Rebecca’s mother and father additionally threw themselves into the battle for stricter gun legal guidelines, imploring lawmakers to tighten restrictions on who might get their palms on a firearm. Danna helped launch the lobbying group Oregonians Towards Gun Violence in 1990 and went to Washington, D.C., to assist foyer for the passage of the Brady Handgun Violence Prevention Act.
“We face dying each morning,” Rebecca’s dad, Benson Schaeffer, advised the Los Angeles Occasions in October 1991. “Generally you are overcome with despair. You by no means stop lacking the particular person. The gun subject lets us focus our anger.” (The Brady Invoice was finally enacted in 1993.)

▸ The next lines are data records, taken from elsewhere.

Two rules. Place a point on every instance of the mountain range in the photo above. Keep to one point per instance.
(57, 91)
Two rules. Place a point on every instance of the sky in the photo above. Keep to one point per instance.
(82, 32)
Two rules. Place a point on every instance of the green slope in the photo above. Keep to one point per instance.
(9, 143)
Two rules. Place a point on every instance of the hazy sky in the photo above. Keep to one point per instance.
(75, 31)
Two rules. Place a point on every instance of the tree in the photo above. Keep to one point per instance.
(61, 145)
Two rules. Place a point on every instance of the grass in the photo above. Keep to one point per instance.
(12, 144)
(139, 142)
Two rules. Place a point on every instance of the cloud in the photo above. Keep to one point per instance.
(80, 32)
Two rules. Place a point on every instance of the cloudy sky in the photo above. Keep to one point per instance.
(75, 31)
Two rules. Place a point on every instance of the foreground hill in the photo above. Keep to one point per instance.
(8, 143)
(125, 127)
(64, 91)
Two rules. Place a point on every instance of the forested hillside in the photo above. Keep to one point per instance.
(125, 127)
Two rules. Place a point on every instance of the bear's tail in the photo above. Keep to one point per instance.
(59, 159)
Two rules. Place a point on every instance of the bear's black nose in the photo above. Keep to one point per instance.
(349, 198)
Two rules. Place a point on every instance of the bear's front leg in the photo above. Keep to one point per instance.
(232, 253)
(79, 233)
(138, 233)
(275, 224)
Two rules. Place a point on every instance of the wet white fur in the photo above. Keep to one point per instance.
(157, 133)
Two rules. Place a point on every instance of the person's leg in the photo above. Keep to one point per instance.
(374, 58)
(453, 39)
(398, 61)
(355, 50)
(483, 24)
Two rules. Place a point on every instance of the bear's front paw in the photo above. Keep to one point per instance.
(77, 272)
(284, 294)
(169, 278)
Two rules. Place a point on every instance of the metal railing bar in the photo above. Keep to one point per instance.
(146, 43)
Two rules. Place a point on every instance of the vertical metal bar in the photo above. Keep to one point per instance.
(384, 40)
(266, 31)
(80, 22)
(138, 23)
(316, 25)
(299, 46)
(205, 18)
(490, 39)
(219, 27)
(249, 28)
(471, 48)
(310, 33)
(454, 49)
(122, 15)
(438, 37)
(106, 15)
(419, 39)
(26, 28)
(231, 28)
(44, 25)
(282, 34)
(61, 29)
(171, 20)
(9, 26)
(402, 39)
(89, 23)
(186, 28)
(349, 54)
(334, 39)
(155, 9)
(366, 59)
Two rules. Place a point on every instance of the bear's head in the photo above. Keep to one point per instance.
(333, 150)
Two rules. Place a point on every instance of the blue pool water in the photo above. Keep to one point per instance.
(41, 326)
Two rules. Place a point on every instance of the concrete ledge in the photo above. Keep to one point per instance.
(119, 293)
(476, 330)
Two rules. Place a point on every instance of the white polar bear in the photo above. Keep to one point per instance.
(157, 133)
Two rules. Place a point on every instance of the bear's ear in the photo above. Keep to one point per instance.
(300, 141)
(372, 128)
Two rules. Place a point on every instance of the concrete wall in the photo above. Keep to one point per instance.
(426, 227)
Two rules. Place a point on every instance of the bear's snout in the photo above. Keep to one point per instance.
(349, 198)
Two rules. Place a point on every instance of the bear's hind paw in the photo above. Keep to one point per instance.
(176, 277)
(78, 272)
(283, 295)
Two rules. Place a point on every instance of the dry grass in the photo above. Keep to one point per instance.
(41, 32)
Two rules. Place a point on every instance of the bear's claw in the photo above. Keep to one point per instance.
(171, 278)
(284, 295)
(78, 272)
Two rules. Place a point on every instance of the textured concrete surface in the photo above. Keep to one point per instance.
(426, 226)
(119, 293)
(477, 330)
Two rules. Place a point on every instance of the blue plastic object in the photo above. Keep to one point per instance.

Among the many Schaeffers’ targets: They wished all gun gross sales to have built-in ready durations, and to have weapons solely be offered by licensed sellers.
“There’s so little we are able to do about Rebecca’s dying,” Benson, a toddler psychologist, stated. “We be ok with doing this. It is the one public solution to say that what occurred to Rebecca is not all proper.”
And along with the fallout from the tragedy, there was, after all, the spectacle of all of it: A lovely 21-year-old movie star killed by a stalker, at her house, in broad daylight. Terrifying and endlessly compelling.
An everlasting portrait emerged of a sufferer who wasn’t simply poised to be a significant star, however a younger girl who touched everybody who knew her along with her beneficiant spirit.